In this tutorial you are going to learn about Consensus Problem in Distributed System.
Consensus is a task of getting all the processes in a group to agree on some specific value based on the votes of each process.
Places where consensus has come in useful are:
- Synchronizing replicated state machines and making sure all replicas have the same (consistent) view of the system state.
- Electing a leader (eg: for mutual exclusion).
- Deciding to commit or abort for distributed transactions.
System Assumption
- Failure models: Among the n processors in the system, at most f processes can faulty
- Synchronous/Asynchronous communication:
- Failure prone process in synchronous communication
- Failure prone process in Asynchronous communications.

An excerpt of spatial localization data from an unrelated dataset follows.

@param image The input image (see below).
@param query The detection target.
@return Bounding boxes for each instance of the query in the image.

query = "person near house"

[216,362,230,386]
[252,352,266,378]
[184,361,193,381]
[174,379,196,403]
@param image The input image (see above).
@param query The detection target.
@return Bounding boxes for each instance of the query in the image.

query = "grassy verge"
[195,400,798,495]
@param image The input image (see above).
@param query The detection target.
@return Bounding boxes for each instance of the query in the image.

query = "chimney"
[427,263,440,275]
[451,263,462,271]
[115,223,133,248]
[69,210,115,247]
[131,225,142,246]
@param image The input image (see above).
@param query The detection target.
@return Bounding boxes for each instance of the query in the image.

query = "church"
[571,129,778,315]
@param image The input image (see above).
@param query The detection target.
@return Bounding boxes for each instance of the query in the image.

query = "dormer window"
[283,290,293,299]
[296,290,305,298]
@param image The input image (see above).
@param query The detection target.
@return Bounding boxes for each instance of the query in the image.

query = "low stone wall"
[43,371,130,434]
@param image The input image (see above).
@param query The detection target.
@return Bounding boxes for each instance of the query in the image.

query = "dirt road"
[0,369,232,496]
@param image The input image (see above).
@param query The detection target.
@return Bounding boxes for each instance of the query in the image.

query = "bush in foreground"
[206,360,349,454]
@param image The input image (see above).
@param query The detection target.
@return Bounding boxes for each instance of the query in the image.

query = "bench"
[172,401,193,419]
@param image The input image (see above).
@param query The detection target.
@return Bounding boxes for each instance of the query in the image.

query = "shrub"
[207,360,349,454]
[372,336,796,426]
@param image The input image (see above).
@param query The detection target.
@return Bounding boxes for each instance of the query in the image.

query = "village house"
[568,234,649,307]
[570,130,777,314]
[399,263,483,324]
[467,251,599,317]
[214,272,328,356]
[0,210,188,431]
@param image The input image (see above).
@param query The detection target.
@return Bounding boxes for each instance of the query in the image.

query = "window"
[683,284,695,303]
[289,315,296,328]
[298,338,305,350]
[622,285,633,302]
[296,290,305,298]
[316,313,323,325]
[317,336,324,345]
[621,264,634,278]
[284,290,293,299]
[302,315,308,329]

- Network connectivity – The system has logical connectivity.
- Sender identification- A process that receives a message always knows the sender id.
- Channel reliability- The channels are reliable, and only the processes may fail.
- Authenticated vs non-authenticated messages – we will be dealing only with unauthenticated messages.
- Agreement variable- The agreement variable may be Boolean or multivalued and need not be an integer.
In reality the system components are never perfect, they are prone to hardware failures, packet drops, slow network, clock skews, etc. These components should agree on some data value that is needed during computation to act as a single entity.
Scenarios that require consensus
Let’s assume a distributed database where the data is replicated to all nodes:
- Ordering of the updates [Reliable multicast]
- Detection of suspected failure [ Failure detection]
- Exclusive access to a resource [Mutual exclusion]
- Leader election process [Leader election]
Consensus Protocol Constraints
- Agreement: Every component must agree on the same value.
- Validity: If all components propose the same value v, then all processes decide v
- Termination: Every non-faulty component decides some value. If the protocol never terminates, then the components are agreeing on the same thing, which is not deciding.
Consensus Algorithms:
- PAXOS (Google chubby)
- RAFT(Hashicorp Consul, etcd)
- ZAP (Apache Zookeeper)
Different Forms of Consensus Problem:
The Byzantine agreement problem: The byzantine agreement problem requires source process with an initial value, to reach agreement subject to the following conditions:
- Agreement
- Validity
- Termination
The consensus problem differs from the byzantine agreement that each process has an initial value and all the correct processes must agree on a single value.
- Agreement: All non faulty processes must agree on the same single value.
- Validity: If all the non faulty processes have the same initial values, then the agreed upon value by all non-faulty processes must be the same value.
- Termination: Each non-faulty process must eventually decide on a value.
The Interactive Consistency Problem:
- Each process has an initial value, and all the correct processes must agree upon a set of value with one value for each process.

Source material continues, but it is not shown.